The Marjah offensive and increased tempo of drone strikes in the Af-Pak theater seem to be clear indications that Obama is willing to pay the price to the far-left appeaser bloc of his supporters. Where do they have to go? i guess he figured out that he has their support no matter what, and that the cost of failure in Af-Pak is too high.
I was wrong. Obama deserves credit for doing the right thing.
GB, THHotA
posted by Greg 9:17 AM
Thursday, March 04, 2010
RAPTOR vs. LIGHTNING II
[I'm blogging!!!] The F-35 development program is fast becoming a complete disaster. It's way behind schedule and over budget. Now, here's a good piece that's asking -- is the F-35 even militarily vital?

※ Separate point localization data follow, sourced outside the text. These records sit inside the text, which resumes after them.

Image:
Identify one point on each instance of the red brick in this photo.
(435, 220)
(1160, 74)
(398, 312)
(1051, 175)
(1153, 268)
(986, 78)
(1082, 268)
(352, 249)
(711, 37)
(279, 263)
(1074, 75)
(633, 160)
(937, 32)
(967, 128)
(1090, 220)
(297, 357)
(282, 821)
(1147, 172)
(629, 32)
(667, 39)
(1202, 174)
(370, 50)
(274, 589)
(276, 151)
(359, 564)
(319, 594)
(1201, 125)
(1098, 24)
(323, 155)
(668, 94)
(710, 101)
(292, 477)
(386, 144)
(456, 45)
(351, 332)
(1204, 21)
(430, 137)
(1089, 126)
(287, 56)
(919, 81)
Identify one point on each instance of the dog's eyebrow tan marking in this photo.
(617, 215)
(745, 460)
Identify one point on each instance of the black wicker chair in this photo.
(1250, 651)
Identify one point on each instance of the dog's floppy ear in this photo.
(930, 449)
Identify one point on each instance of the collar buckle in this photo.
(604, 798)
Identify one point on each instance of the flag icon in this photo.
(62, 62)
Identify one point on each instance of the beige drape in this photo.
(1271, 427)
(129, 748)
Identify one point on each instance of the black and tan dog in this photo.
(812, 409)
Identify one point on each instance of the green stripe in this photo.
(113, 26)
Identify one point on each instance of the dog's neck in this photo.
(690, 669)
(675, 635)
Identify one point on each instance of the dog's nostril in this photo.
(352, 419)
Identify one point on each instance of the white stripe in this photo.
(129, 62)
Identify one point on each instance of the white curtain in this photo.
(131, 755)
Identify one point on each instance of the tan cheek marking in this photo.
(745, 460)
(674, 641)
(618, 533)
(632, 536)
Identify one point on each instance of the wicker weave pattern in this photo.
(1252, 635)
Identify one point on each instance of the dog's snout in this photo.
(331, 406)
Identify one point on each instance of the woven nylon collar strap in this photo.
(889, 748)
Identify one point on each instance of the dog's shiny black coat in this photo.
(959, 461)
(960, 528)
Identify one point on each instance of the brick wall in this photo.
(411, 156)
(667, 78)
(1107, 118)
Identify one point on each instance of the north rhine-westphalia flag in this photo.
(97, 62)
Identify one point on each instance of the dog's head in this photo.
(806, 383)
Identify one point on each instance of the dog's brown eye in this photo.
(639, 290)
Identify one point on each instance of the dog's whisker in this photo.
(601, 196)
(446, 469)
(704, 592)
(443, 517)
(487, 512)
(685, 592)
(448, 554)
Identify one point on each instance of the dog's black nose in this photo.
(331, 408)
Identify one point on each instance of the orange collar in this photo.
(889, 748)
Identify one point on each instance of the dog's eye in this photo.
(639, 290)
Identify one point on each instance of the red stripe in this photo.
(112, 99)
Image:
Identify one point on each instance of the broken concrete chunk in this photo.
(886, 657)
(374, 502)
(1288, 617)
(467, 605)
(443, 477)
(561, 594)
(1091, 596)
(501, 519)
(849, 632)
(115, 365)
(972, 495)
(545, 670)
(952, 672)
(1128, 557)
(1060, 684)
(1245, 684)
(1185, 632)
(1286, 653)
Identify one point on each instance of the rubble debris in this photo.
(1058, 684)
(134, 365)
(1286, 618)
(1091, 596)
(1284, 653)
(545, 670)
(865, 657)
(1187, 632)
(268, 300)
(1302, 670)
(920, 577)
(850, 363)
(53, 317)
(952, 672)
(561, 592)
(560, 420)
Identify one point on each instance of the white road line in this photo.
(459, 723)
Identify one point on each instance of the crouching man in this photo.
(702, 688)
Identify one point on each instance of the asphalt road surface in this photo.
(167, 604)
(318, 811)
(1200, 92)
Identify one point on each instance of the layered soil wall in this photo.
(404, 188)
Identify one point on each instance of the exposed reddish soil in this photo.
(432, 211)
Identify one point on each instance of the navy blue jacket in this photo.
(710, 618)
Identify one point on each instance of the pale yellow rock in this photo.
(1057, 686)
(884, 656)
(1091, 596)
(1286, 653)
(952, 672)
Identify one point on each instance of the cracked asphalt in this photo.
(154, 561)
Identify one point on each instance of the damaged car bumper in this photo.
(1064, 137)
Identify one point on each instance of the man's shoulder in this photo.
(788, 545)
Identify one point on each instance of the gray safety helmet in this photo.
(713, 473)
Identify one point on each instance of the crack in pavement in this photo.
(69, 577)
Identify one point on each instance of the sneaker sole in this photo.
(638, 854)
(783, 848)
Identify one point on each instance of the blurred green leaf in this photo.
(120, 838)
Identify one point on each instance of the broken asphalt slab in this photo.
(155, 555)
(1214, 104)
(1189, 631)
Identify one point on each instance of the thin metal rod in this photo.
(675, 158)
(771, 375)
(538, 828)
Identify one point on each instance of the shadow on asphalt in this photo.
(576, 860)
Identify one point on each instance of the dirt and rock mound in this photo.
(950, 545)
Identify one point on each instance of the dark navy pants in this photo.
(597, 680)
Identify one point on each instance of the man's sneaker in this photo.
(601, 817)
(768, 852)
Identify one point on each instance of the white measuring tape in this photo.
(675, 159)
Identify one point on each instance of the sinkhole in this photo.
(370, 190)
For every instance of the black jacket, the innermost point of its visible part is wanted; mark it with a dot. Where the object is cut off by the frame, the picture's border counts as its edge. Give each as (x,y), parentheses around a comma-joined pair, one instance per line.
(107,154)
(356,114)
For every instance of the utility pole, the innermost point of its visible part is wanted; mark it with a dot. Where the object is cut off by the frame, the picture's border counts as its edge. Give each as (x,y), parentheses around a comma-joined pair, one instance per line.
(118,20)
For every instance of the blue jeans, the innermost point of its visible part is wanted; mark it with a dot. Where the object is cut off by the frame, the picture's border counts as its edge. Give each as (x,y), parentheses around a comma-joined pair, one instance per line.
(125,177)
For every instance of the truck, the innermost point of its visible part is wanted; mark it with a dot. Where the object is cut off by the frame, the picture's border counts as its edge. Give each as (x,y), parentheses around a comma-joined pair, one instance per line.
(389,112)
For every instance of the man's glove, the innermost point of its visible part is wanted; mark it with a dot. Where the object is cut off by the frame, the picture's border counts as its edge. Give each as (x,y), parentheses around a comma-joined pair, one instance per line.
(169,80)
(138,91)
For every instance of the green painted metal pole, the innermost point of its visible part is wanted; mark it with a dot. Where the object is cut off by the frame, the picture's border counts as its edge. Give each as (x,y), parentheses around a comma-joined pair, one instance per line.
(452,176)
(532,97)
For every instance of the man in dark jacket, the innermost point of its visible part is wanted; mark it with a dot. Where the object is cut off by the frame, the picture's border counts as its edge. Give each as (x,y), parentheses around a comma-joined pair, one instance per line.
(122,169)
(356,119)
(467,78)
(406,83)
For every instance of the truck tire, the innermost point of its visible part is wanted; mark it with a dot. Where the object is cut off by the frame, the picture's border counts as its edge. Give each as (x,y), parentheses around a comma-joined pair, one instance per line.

In hindsight, I think DefSec Gates got it exactly wrong and backwards: The F-22 should have been continued and the F-35 canceled. Even if Sukhoi gets its fifth generation fighter into real production, it won't be more than a match for the F-22. It will tip the balance of air power only if it can overwhelm with numbers. With only 180 or so F-22s, that's a possibility, although it will be a stretch for the Russians to actually field that many planes in even a decade. Nevertheless, the issue is a basic one of how air power works: There's air superiority, and then there's air power. Over the next decade, if you have real air superiority, do you need the kind of stealth that the F-35 (supposedly) offers in a strike aircraft? Not really, at least not in most conceivable conflicts. And, if the question is even close, is it necessary to take the risks and pay the outrageous costs to get the F-35 into production and operation? Wouldn't it make more sense to concentrate our technological superiority on the one place where it matters most -- getting control of the sky -- and then count on that to make our current mix of strike aircraft viable for many years to come?
The F-22 assembly line has been shut down. But it could be re-opened. And if it were, it would produce a proven, operational aircraft that, right now, can guarantee absolute air superiority. But not with just 180 aircraft.
Would Gates and Obama have the courage to stop and reverse course on the choice they've made between the Raptor and the Lightning II? Probably not. But I'm pretty well convinced that it would be the right thing to do.